Acequinocyl and bifenazate are potent acaricides acting at the Q _o site of complex III of the electron transport chain, but frequent applications of these acaricides have led to the development of resistance in spider mites. Target-site resistance caused by mutations in the conserved cd1- and ef-helices of the Q _o pocket of cytochrome b has been elucidated as the main resistance mechanism. We therefore monitored Q _o pocket mutations in European field populations of Tetranychus urticae and uncovered a new mutation, L258F. The role of this mutation was validated by revealing patterns of maternal inheritance and by the independently replicated introgression in an unrelated susceptible genetic background. However, the parental strain exhibited higher resistance levels than conferred by the mutation alone in isogenic lines, especially for acequinocyl, implying the involvement of strong additional resistance mechanisms. This was confirmed by revealing a polygenic inheritance pattern with classical genetic crosses and via synergism experiments. Therefore, a genome-wide expression analysis was conducted that identified a number of highly overexpressed detoxification genes, including many P450s.
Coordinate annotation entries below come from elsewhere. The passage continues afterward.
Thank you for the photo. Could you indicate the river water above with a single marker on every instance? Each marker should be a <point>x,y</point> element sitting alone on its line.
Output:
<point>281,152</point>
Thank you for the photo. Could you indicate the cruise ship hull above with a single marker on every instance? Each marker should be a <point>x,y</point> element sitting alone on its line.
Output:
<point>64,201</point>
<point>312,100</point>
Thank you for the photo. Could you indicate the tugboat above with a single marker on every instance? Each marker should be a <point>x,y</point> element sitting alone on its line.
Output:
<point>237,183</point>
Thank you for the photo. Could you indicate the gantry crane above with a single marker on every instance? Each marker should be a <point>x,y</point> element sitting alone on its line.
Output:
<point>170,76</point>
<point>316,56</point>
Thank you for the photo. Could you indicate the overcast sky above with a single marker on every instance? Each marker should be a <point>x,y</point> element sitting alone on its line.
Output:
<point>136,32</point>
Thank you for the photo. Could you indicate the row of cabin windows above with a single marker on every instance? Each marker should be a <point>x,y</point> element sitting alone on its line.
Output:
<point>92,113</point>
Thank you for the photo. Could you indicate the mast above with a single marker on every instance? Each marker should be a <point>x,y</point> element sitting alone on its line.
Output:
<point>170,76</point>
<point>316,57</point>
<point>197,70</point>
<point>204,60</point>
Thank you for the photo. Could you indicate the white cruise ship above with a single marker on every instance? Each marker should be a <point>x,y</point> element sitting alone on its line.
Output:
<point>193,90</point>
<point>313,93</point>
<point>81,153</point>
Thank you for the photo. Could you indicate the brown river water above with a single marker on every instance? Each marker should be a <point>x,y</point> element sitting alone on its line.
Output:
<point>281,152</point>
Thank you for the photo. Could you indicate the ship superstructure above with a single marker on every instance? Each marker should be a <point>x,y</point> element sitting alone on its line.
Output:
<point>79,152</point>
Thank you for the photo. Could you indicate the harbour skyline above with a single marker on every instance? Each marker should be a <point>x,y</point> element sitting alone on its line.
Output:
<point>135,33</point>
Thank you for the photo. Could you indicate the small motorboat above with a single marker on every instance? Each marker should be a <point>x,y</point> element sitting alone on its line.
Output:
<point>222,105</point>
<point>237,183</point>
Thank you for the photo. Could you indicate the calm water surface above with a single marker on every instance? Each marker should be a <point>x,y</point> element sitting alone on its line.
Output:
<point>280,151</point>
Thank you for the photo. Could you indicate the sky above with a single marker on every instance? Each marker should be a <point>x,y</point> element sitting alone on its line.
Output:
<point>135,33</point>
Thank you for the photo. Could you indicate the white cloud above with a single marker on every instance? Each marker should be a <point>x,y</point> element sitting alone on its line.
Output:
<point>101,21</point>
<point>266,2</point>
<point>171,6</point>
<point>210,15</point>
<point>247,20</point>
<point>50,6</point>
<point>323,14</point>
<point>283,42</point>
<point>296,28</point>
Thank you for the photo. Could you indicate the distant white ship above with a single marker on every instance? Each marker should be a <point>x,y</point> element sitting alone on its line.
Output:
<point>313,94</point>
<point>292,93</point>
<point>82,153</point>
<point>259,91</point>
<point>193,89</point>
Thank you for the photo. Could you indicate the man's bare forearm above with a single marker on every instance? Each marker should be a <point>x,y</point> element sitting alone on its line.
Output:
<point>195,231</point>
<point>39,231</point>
Functional expression revealed that the P450 CYP392A11 can metabolize bifenazate by hydroxylation of the ring structure. In conclusion, the novel cytochrome b target-site mutation L258F was uncovered in a recently collected field strain and its role in acequinocyl and bifenazate resistance was validated. However, the high level of resistance in this strain is most likely caused by a combination of target-site resistance and P450-based increased detoxification, potentially acting in synergism.
Competing Interests: Declaration of Competing Interest The authors declare that they have no conflicts of interest.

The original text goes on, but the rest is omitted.